Recently when I gave a coding assignment — an art directed web page about a font — a student asked: does it have to be semantic and shit? The whole class looked up, curious about the answer — please let it be no! I answered that no, it doesn’t have to be semantic and shit, but it does have to be well designed and the user experience should be well considered. Relieved, all of my students agreed. They do care about a good user experience.

The joke here is, of course, that a well considered user experience starts with well considered HTML.

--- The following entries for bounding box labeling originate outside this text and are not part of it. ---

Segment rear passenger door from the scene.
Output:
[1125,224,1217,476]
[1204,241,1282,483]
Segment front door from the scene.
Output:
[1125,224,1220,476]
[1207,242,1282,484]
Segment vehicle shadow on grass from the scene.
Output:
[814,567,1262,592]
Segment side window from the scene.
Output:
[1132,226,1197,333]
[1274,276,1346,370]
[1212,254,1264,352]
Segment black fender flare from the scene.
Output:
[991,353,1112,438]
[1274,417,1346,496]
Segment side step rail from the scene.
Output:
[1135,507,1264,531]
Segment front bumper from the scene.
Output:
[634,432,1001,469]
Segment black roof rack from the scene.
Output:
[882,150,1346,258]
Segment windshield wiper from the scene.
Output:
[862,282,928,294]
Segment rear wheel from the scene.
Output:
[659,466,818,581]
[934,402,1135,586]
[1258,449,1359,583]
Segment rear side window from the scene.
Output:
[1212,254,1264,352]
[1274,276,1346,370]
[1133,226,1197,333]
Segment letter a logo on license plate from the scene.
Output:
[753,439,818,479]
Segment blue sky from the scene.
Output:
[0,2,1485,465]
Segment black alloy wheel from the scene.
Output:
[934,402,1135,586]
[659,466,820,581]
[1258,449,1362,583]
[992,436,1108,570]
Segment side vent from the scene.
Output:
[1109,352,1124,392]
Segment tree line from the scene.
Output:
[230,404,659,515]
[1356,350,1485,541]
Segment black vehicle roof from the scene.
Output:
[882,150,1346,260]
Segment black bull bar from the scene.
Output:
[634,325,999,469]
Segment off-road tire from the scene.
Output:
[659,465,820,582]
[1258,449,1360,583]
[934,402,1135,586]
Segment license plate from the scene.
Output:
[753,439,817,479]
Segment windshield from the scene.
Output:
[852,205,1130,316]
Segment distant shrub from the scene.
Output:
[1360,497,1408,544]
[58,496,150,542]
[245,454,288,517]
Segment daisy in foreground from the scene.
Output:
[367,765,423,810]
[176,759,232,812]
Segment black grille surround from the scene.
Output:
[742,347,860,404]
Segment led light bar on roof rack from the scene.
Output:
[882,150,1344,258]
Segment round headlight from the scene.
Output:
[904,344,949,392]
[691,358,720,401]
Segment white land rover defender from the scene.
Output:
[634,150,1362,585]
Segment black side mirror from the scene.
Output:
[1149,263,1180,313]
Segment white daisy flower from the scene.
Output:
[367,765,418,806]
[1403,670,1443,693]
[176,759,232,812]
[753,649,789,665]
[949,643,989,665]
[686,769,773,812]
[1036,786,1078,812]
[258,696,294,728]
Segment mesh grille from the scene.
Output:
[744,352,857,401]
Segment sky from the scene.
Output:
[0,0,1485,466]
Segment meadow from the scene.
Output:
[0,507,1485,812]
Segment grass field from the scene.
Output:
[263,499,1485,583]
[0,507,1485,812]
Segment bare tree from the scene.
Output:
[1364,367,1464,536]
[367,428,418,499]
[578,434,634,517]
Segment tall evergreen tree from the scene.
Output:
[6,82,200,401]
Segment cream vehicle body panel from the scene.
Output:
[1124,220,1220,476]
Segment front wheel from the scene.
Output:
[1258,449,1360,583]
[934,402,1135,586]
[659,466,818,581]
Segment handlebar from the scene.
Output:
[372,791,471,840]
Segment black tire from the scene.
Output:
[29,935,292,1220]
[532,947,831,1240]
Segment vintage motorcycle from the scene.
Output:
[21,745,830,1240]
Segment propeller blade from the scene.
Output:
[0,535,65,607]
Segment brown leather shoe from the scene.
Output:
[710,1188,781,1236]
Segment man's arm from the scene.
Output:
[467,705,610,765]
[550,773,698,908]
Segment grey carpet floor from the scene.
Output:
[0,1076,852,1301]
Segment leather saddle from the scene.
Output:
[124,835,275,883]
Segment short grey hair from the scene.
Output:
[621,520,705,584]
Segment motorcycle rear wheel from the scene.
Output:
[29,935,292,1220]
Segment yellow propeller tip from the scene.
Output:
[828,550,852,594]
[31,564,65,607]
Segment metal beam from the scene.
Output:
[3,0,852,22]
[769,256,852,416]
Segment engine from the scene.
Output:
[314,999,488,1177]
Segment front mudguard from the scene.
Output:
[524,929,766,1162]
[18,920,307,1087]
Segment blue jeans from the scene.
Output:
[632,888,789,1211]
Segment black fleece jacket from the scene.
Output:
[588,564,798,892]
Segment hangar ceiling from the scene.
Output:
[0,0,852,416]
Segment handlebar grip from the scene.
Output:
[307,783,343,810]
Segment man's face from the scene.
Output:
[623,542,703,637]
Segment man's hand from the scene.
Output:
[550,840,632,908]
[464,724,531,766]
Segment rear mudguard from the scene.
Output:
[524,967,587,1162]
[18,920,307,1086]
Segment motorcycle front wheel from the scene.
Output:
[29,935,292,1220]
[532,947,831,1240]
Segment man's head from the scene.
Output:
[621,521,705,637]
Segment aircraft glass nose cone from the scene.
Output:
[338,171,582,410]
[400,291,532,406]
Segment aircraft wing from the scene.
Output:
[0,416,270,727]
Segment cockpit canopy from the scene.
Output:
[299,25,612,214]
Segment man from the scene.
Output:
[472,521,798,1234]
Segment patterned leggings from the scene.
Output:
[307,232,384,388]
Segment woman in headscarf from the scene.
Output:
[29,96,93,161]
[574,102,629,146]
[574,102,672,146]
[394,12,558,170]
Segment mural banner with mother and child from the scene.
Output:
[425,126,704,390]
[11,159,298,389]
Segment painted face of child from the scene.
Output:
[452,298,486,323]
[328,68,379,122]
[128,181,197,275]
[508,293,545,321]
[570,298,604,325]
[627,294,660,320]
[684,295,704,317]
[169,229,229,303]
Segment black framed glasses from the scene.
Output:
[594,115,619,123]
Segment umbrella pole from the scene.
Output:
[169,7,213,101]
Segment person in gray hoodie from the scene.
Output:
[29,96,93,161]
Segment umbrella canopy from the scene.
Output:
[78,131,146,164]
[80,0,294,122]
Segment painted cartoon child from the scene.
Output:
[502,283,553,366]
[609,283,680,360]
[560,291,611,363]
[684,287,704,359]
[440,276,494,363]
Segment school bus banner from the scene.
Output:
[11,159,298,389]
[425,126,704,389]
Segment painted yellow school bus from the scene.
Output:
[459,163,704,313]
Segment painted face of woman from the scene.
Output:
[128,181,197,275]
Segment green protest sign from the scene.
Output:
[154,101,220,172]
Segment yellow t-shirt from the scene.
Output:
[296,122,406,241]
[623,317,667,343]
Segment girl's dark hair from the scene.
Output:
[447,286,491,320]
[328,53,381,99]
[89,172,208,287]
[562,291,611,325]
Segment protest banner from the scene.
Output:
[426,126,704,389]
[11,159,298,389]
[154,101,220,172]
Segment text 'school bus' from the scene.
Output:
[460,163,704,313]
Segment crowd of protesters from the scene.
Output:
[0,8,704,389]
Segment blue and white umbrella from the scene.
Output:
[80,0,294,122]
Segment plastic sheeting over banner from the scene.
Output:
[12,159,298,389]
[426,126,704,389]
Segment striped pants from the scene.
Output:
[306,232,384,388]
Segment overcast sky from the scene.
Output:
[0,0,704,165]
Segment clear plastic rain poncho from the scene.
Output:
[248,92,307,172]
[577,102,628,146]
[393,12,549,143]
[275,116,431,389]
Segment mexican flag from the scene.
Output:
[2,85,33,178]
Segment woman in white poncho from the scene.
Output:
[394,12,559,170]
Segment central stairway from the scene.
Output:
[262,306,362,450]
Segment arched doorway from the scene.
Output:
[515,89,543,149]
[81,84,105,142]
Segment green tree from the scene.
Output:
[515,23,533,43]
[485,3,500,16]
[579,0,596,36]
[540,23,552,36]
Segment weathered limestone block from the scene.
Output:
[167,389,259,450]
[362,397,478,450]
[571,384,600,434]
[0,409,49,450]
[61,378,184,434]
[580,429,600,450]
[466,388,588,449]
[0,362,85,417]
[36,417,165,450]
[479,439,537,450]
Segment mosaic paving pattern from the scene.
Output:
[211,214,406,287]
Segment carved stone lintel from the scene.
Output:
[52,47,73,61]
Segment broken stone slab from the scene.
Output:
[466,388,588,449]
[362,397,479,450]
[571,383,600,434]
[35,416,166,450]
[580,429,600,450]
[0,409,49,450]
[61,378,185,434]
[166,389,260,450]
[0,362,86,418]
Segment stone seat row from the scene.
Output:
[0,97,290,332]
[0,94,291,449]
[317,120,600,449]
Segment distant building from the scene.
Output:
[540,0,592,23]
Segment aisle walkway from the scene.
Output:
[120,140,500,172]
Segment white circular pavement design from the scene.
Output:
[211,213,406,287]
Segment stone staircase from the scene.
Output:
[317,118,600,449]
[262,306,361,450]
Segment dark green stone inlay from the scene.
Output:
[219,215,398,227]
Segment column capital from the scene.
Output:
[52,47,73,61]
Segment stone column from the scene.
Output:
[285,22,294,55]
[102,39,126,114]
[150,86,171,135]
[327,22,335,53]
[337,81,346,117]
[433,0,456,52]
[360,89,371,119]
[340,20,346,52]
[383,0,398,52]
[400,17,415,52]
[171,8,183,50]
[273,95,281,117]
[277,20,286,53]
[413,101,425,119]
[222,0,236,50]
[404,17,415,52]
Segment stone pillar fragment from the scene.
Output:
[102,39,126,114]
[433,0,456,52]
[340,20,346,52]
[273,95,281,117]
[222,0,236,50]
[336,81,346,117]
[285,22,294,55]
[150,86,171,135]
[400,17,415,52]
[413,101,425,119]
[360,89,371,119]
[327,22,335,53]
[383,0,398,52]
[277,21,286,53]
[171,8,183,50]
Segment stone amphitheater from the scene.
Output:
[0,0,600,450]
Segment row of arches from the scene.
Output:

Somehow my students are allergic to semantics and shit. And they’re not alone. If you look at 99% of all websites in the wild, everybody who worked on them seems to be allergic to semantics and shit. On most websites heading levels are just random numbers, loosely based on font-size. Form fields have no labels. Links and buttons are divs. It’s really pretty bad. So it’s not just my students, the whole industry doesn’t understand semantics and shit.

Recently I decided to stop using the word semantics. Instead I talk about the UX of HTML. And all of a sudden my students are not allergic to HTML anymore but really interested. Instead of explaining the meaning of a certain element, I show them what it does. So we look at what happens when you add a label to an input: The input and the label now form a pair. You can now click on the label to interact with a checkbox. The label will be read out loud when you focus on an input with a screenreader. When you hover over a label, the hover state of the connected input is shown. My students love stuff like that. They care about UX.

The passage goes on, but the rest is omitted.